Sebelumnya, pabrik tekstil lainnya yaitu PT Sampangan Duta Panca Sakti Tekstil (Dupantex) juga telah berhenti beroperasi sejak 6 Juni 2024. Namun, pabrik yang juga berada di Pekalogan ini disinyalir belum melunasi kewajiban pembayaran upah terhadap sebagian karyawannya. Produsen kain ekspor ini masih berstatus Penundaan Kewajiban Pembayaran Utang (PKPU) sementara yang mana Rapat Permusyawaratan Majelis baru akan dilaksanakan pada 9 Oktober nanti.
Baca Juga: PHK Massal di Industri Tekstil, API Desak Perbaikan Regulasi Importasi
Tutupnya berbagai pabrik TPT tentu membuat para karyawan di sektor ini dibayangi oleh ancaman pemutusan hubungan kerja (PHK).
Berdasarkan data Kementerian Ketenagakerjaan (Kemenaker), sebanyak 46.240 pekerja terkena PHK pada Januari-Agustus 2024. Mayoritas pekerja yang di-PHK berasal dari sektor TPT. Jumlah ini bisa saja bertambah mengingat banyak perusahaan TPT yang tidak melaporkan tindakan PHK kepada karyawannya, apalagi di kalangan UMKM.

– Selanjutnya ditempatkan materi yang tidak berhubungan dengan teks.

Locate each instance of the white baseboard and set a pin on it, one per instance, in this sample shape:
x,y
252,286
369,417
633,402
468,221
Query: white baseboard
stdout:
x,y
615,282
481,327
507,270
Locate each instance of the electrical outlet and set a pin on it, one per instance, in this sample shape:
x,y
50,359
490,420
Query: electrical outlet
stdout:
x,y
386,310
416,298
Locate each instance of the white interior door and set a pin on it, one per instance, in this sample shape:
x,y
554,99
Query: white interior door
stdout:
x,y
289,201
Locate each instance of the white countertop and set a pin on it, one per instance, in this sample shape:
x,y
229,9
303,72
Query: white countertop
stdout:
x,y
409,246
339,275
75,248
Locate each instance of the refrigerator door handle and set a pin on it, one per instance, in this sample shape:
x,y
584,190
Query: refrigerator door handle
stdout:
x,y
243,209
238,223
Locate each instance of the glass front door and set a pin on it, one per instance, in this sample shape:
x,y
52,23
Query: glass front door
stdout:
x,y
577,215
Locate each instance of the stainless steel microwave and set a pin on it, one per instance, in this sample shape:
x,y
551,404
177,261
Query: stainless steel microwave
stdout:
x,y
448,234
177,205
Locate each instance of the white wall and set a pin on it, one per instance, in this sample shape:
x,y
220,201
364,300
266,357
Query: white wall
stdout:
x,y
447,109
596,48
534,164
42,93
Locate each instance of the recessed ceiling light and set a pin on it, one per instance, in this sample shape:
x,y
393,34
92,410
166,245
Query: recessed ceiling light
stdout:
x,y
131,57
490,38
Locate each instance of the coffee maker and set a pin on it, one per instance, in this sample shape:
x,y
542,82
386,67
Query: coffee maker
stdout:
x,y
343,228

Ketua Umum Asosiasi Produsen Serat dan Benang Filamen Indonesia (APSyFI) Redma Gita Wirawasta mengatakan, tren penutupan pabrik yang diikuti oleh PHK karyawan akan terus terjadi selama pemerintah tidak serius menutup rapat celah impor TPT ilegal.
Lantas, pabrik-pabrik yang masih beroperasi pun tidak mampu berproduksi secara optimal, mengingat produknya kalah saing dengan produk impor ilegal.
"Posisi saat ini utilisasi TPT secara nasional tinggal 40%," kata Redma, Kamis (26/9).
Satgas kurang efektif
APSyFI menyoroti kinerja Satgas Anti Impor Ilegal yang dianggap tidak efektif karena hanya berwenang terhadap penindakan di pasar. Padahal, pintu masuk yang menjadi penyebab utama maraknya impor TPT ilegal berada di bawah Direktorat Jenderal Bea Cukai Kementerian Keuangan (Kemenkeu).
"Sampai saat ini tidak ada niatan dari Bea Cukai untuk memperbaiki. Justru mereka malah sibuk mencari alasan," kata Redma.
Dalam catatan Kontan, masa kerja Satgas Anti Impor Ilegal yang melibatkan berbagai kementerian, Kejaksaan Agung, hingga Badan Intelijen Negara (BIN) akan berakhir pada Desember 2024.
Baca Juga: PHK di Industri Tekstil Kian Parah, APSyFI Desak Pemerintah Hentikan Impor Ilegal
Senada, Direktur Eksekutif Asosiasi Pertekstilan Indonesia (API) Danang Girindrawardana khawatir, Satgas hanya hadir layaknya seremonial semata. Tidak diketahui seperti apa proses hukum atas terduga pelaku importasi TPT ilegal yang dibekuk Satgas.
"Publik juga tidak siapa pelaku-pelaku impor ilegal," imbuh dia, Kamis (26/9).
API tak menampik adanya sikap wait and see dari importir TPT ilegal semenjak adanya Satgas Anti Impor Ilegal. Namun, bukan berarti mereka kapok untuk berjualan di Indonesia.
Apalagi, terdapat oknum-oknum yang biasa membantu kegiatan importasi ilegal tersebut. Alhasil, penindakan hukum terhadap pelaku impor ilegal terkesan setengah hati.
Lebih lanjut, prospek industri TPT diperkirakan masih akan suram sampai akhir tahun nanti, meski terdapat momentum libur natal dan tahun baru. Hal ini seiring kondisi ekonomi yang tidak stabil dan ditandai oleh daya beli masyarakat yang melemah.
"Sepertinya permintaan tidak akan signifikan dan itu pun akan dimakan oleh barang impor," tandas Redma.